Bagi William Bradley Horton, guru besar madya tamu di Waseda University, Jepang, orang CIA yang amat membantu militer bukan Martens, melainkan Guy Jean Pauker, ahli Indonesia terkenal di lembaga pemikiran RAND Corporation, Amerika. Pauker telah menulis kajian mendalam tentang PKI, para tokoh, struktur partai, dan strategi politik sebelum dilakukan Martens. Kajiannya jelas lebih lengkap daripada sekadar daftar nama Martens (lihat boks "Guy Pauker dan Para Cendekiawan Itu").

* * * *

Sejumlah dokumen CIA juga menyebut adanya bantuan obat-obatan, peralatan medis, walkie-talkie, dan radio. Bantuan kemanusiaan semacam obat-obatan kepada TNI ini mencurigakan karena diputuskan oleh Komisi 303, bukan parlemen. Komisi 303 seperti dikatakan di atas adalah komisi khusus Dewan Keamanan Nasional Amerika (NSA) di masa Presiden Johnson yang mengendalikan semua operasi rahasia Amerika.

Sesungguhnya, menjelang kudeta 1965 pecah, masyarakat Amerika mengira Kongres telah menghentikan bantuan ke Indonesia karena pada Maret 1964 Presiden Sukarno menyatakan: "Go to hell with your aid!". Tapi Peter Dale Scott dalam bukunya, The United States and the Overthrow of Sukarno, 1965-1967, menyodorkan data bahwa gara-gara keputusan Komisi 303 itu bantuan ekonomi ke Jakarta memang dipangkas, tapi bantuan militernya ke TNI Angkatan Darat justru melonjak.

Adakah dana dari Amerika yang bertambah sebagaimana dinyatakan Scott itu pada 1965 digunakan untuk operasi-operasi penumpasan PKI? Tak ada yang menjawab terang-benderang. Yang jelas, tindakan pembasmian itu rantai komandonya dari Jakarta ke daerah.

Di Grobogan, Jawa Tengah, misalnya. Di daerah yang menjadi salah satu basis kuat PKI itu, Komandan Kodim 0717 Purwodadi Letnan Kolonel Tedjo Suwarno langsung memberi komando kepada elemen masyarakat. "Lebih baik kalian (masyarakat) membersihkan (komunis) sendiri daripada saya yang membersihkannya," kata Tedjo, sebagaimana dikutip Poncke Princen, aktivis hak asasi manusia, dalam biografinya, Kemerdekaan Memilih.

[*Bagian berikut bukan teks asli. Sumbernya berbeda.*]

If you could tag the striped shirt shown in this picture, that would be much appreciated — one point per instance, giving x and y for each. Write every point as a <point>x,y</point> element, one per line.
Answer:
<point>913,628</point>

Tindakan Tedjo ini sebenarnya merupakan perintah atasannya. Menurut seorang sumber Tempo, ada radiogram langsung dari Panglima Kodam VII/Diponegoro Mayor Jenderal Surono, yang meminta Kodim 0717 melakukan operasi pembersihan PKI. Bukti adanya perintah dari pusat juga tertuang dalam memori intelijen serah-terima jabatan Kepala Staf Kodam Diponegoro tertanggal 23 Juli 1968. Memori intelijen ini secara gamblang menyebutkan jumlah anggota PKI yang telah ditangkap dalam Operasi Kikis II: 172 orang klasifikasi A, 248 orang klasifikasi B, dan 472 orang klasifikasi C. "Biasanya yang klasifikasi A itu yang kategorinya berat dan pasti dihabisi," kata sumber Tempo.

Bukan hanya di Jawa, operasi komando dari pusat itu terjadi di daerah mana pun, misalnya Aceh. Jess Melvin, peneliti dari Universitas Melbourne, pada 2008 datang ke Aceh melakukan penelitian mengenai pembantaian massal PKI 1965 di Aceh.

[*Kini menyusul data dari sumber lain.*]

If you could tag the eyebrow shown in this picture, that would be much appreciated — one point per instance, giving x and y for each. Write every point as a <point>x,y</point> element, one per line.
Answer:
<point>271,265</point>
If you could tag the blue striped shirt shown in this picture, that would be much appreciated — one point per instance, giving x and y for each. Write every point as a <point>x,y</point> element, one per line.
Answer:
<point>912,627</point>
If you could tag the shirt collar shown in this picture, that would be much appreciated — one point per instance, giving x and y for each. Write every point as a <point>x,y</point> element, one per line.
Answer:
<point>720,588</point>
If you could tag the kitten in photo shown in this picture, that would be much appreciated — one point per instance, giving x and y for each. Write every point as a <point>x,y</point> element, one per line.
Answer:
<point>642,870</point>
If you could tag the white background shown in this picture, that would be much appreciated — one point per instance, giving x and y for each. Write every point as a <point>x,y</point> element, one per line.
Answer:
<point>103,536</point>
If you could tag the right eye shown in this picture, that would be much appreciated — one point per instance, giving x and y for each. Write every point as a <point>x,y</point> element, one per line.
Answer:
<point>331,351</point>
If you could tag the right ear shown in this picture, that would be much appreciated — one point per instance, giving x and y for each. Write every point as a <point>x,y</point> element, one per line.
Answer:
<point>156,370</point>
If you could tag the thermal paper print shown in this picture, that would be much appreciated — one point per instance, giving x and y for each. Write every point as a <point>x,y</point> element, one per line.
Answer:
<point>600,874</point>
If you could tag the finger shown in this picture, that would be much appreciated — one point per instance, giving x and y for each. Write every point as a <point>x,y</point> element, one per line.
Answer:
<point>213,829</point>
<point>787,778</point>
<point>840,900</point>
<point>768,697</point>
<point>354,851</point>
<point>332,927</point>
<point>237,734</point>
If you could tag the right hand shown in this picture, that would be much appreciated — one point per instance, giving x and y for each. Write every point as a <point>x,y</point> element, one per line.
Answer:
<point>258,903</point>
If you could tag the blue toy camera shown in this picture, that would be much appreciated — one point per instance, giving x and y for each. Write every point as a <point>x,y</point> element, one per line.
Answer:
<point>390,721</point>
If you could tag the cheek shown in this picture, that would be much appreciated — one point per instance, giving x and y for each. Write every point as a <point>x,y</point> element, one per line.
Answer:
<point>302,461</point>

Kantor-kantor di Aceh saat itu setelah tsunami sebagian masih belum terurus. Di bekas kantor arsip Badan Intelijen Negara di Banda Aceh, Melvin menemukan kardus 3.000 halaman dokumen rahasia militer yang berisi instruksi pembantaian dari Jakarta.

Instruksi itu langsung di bawah kepemimpinan Menteri Panglima Angkatan Darat Soeharto, lalu turun ke Wakil Menteri Panglima Angkatan Darat untuk wilayah Sumatera, Mayor Jenderal J. Mokoginta, dan Panglima Daerah Militer Iskandar Muda, Ishak Djuarsa. Rantai komando itu melalui kodam dan Komando Ganyang Malaysia, yang sebelumnya dikenal sebagai Komando Operasi Tertinggi, di seluruh Sumatera

Dari dokumen itu dapat dibaca, pada tengah malam 1 Oktober 1965, Mokoginta mengeluarkan perintah agar semua anggota angkatan bersenjata secara sungguh-sungguh memusnahkan PKI dan semua pengkhianat sampai ke akar-akarnya.

Dokumen yang ditemukan Jess Melvin itu cocok dengan apa yang tertera dalam dokumen CIA yang sudah dibuka atau dideklasifikasi. Dalam dokumen bertanggal 2 Oktober, CIA memberikan informasi kepada Presiden Johnson bahwa konsulat Amerika di Medan menerima kabar bahwa di Sumatera pembersihan komunis akan segera dilakukan militer.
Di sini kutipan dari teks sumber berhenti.